Know what is Osteoarthritis
In most cases, the exact cause of the osteoarthritis is unknown. However, some risk factors have been identified to contribute to the wear and tear of the joint cartilage and lead to OA. Women have a higher risk of developing OA with an unknown reason. OA usually occurs in older adults, rarely in people under the age 40. For those younger individuals, genetic conditions where the joints or the cartilage is malformed could increase the likelihood of developing OA. Besides, any injuries to the joints due to sports or accidents may also cause OA, both in young and old people. Obesity is another risk factor in OA development as more stress is incurred on the weight bearing joint especially the knees.

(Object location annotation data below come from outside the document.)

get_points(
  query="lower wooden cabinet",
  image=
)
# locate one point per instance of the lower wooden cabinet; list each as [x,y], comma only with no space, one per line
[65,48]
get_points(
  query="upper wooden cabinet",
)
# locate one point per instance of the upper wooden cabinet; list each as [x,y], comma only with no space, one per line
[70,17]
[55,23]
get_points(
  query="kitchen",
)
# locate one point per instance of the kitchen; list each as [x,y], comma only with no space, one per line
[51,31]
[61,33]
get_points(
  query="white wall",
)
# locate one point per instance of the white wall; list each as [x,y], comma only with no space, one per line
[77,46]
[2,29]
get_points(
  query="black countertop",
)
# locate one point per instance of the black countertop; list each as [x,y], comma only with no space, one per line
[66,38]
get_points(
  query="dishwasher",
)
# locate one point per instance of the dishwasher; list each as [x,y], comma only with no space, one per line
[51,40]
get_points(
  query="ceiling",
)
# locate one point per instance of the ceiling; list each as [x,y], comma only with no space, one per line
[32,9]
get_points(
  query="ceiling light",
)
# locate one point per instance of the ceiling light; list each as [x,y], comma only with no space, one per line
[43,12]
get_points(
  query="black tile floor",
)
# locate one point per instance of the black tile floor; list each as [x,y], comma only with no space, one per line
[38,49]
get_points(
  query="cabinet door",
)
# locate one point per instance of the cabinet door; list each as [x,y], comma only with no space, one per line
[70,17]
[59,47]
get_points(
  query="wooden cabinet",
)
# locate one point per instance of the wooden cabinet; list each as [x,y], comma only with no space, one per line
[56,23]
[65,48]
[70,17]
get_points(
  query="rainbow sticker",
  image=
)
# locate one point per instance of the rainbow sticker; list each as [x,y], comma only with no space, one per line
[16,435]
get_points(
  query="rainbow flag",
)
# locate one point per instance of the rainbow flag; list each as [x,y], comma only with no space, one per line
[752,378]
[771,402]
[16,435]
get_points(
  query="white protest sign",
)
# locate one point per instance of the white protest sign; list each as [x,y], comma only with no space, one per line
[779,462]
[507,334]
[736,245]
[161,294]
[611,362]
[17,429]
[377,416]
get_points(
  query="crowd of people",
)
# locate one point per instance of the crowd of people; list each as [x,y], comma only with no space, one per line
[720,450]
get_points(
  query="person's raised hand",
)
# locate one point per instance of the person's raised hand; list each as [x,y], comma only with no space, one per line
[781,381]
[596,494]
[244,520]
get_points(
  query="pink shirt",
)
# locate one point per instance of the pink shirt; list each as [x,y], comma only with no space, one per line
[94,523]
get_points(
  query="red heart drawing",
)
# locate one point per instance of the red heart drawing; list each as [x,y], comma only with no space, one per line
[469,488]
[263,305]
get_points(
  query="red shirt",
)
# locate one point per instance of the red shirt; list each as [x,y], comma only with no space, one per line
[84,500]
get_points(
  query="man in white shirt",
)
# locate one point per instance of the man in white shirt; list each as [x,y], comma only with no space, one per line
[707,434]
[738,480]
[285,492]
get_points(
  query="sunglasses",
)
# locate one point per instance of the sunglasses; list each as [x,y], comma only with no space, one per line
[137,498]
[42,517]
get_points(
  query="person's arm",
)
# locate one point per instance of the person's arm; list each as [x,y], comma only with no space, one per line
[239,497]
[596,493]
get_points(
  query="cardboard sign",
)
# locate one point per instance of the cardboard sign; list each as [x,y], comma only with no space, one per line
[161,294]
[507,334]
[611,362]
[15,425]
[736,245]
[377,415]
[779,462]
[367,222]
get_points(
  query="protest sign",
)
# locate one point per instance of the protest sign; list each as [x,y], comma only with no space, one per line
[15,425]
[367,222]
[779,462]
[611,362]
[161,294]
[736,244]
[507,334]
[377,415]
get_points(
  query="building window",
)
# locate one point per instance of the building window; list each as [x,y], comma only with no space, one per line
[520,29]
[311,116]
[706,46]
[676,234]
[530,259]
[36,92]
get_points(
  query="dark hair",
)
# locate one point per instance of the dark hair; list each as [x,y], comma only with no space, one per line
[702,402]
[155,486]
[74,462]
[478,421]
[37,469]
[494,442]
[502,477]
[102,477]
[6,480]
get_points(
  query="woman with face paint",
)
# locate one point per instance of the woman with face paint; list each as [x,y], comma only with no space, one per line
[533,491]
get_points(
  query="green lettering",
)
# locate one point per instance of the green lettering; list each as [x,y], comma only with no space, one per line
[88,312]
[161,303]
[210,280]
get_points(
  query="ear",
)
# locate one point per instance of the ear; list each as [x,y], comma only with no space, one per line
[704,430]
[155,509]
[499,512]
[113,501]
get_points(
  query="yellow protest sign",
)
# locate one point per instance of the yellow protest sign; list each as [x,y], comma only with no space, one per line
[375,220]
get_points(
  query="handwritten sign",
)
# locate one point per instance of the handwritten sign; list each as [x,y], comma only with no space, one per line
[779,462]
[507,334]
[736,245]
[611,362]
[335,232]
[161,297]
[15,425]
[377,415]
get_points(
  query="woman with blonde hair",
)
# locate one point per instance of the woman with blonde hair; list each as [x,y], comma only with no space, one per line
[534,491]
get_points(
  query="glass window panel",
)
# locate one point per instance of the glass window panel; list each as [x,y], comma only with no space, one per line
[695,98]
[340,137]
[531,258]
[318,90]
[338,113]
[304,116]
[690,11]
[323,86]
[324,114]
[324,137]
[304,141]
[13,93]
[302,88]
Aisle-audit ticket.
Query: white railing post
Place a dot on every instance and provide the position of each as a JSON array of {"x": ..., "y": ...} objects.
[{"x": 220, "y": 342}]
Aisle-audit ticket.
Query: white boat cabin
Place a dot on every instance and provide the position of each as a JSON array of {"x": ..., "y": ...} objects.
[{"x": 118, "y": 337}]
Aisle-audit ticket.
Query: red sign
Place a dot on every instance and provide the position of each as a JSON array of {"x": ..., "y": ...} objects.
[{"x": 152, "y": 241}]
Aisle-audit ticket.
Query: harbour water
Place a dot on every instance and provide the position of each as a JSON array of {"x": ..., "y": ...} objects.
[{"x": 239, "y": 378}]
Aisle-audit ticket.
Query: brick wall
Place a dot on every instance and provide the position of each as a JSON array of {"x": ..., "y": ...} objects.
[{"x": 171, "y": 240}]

Check whether you have Osteoarthritis
If you always suffer from pain in your joints, do have a check with your healthcare professionals. X-ray is the most common non-invasive method to determine the degree of cartilage loss in the joints and is also to rule out possibilities of other joint or bone problems. There is no blood test to diagnose OA but blood test results are important to reveal other diseases which could resemble symptoms of OA, for example rheumatoid arthritis (an auto-immune condition of the joints). Other tests include drawing fluid out from the joint using needle (a procedure called arthrocentesis) to exclude the possibilities of gout of infection as the cause of joint pain and swelling.
Treat Osteoarthritis Today
Non-surgical method to treat osteoarthritis:
- Viscosupplementation (Hyaluronic Injection) – Lubricant injection to the joint.
- Anti-inflammatories – Reduce inflammation to the joints.
- Physiotherapy – Trains certain sets of muscles to build strength to the joints.
Surgical intervention to treat severe osteoarthritis:
Exercises to Prevent Osteoarthritis
Light exercise such as biking or swimming is often recommended as these exercises could strengthen the muscles around the joint. Exercise also helps to reduce weight, which could in turn relieve some pressure on the joints thus relieving pain.
Avoid any forms of exercise if your joint is injured or swollen. Always rest your joints whenever there is pain or doing any repetitive movements that involve the joint. Besides, the use of assistive devices such as walking sticks allows for normal movement while reducing stress on the joints.
Glucosamine Helps Osteoarthritis
The use of glucosamine supplements alone has yielded some promising results in scientific studies. More well-designed studies are required to prove conclusively the benefits of these health supplements on OA prevention or treatment. Nevertheless, do check with your healthcare professional before using any health supplements for OA.